Na een decennialange strijd werd in 1919 het algemeen enkelvoudig stemrecht voor mannen ingevoerd. Vrouwen mochten echter enkel stemmen voor de gemeenteraadsverkiezingen. De Liberale Partij was verdeeld over de kwestie. Hoewel ze ideologisch in principe vóór vrouwenkiesrecht was, waren er toch heel wat stemmen binnen de partij die tegen waren. Er werden verschillende argumenten aangehaald tegen het stemrecht voor vrouwen, maar vooral het pragmatische argument dat vrouwen vermoedelijk voor de katholieke partij zouden stemmen, woog zwaar.
Na de Tweede Wereldoorlog doken echter steeds meer liberale stemmen op die het vrouwenkiesrecht verdedigden. Zowel mannen als vrouwen binnen de Liberale Partij namen een positief standpunt in. In het nummer van januari 1945 van Neohumanisme bijvoorbeeld verscheen een stevig pleidooi voor de invoering van het algemeen vrouwenkiesrecht van de hand van Lea Verkein (1919-1999). Tijdens haar studententijd engageerde Verkein zich binnen het LVSV Gent, waarbij ze het tot ondervoorzitter schopte. Tegelijkertijd was ze ook redacteur van het tijdschrift Neohumanisme. In dat blad schreef ze geregeld over vrouwenrechten en de positie van vrouwen in binnen- en buitenland.
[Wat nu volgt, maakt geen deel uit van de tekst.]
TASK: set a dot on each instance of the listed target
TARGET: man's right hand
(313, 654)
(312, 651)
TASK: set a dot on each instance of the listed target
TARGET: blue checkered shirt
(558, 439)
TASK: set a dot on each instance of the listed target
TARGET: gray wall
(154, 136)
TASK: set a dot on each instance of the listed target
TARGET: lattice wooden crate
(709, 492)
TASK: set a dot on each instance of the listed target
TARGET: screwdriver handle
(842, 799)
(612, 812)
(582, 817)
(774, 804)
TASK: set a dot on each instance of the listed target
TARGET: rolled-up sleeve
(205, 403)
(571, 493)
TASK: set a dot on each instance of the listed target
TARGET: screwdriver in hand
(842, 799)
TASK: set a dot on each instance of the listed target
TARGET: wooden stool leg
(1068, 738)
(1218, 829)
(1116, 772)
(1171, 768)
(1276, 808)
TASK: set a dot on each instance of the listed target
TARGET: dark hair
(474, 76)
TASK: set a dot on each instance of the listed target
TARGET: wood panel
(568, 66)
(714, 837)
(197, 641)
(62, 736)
In haar bijdrage van januari 1945 stelde Verkein onomwonden dat partijpolitieke overwegingen niet mochten primeren op het democratische basisrecht voor vrouwen om te stemmen. In een uitgebreide en paginavullende tekst maakte ze brandhout van de argumenten die door tegenstanders van het vrouwenkiesrecht werden aangehaald. Onder de tussentitel ‘Wij leven in de 20e eeuw!’ ageerde ze scherp tegen de burgerlijke en politieke rechten die vrouwen moesten ontberen. Vrouwen moesten volgens haar over volledige politieke rechten beschikken zodat ze zelf zouden kunnen strijden ‘tot het bekomen van gelijkheid op het gebied der burgerlijke wetten’. Ze sloot af met de stelling dat ‘de vrouw […] eindelijk erkend [wil] worden als zelfstandige, menschelijke persoonlijkheid in het volle bezit van al haar rechten’.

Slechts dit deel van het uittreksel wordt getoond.